|
Softpanorama |
May the source be with you, but remember the KISS principle ;-)
Softpanorama Search
|
version 0.2 (raw draft)
Scripting languages usually do not contain the concept of pointers (a.k.a references). But Perl is an exclusion from the rule and surprisingly it proved that this concept is pretty useful even for the class of very high languages that Perl belongs to.
Initially Perl has very limited implementation of concept of references. Perl 4 permits only symbolic references, which are difficult to use. For example, in Perl 4, you have to use names to index to an associative array called _main{} of symbol names for a package. Perl 5 now lets you have hard references to data.
One problem that came up all the time in Perl 4 was how to represent a hash whose values were lists. Perl 4 had hashes, of course, but the values had to be scalars; they couldn't be lists.
The second problem is multidimensional arrays. Arrays in Perl are one-dimensional and the easiest way to emulate multidimensional array is to use references.

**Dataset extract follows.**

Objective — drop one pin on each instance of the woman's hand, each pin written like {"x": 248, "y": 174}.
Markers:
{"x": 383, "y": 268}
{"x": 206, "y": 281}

That why they were introduced in Perl 5 to provide the capability to create complex data structures like multidimensional arrays and nested hashes.
Another very useful class of reverences is references to subroutines. They proved to be useful for extension of Perl with OO programming constructs.
There are several ebooks that contain chapters about references.
Like in C, a reference is simply a pointer to something, such as a Perl variable, array, hash (also known as an associative array), or even a subroutine. We will use the terms pointer and reference interchangeably.
In other words a reference is simply an address of a variable. References are useful in creating complex data structures in Perl. In fact, you cannot really define any complicated structures in Perl without using references.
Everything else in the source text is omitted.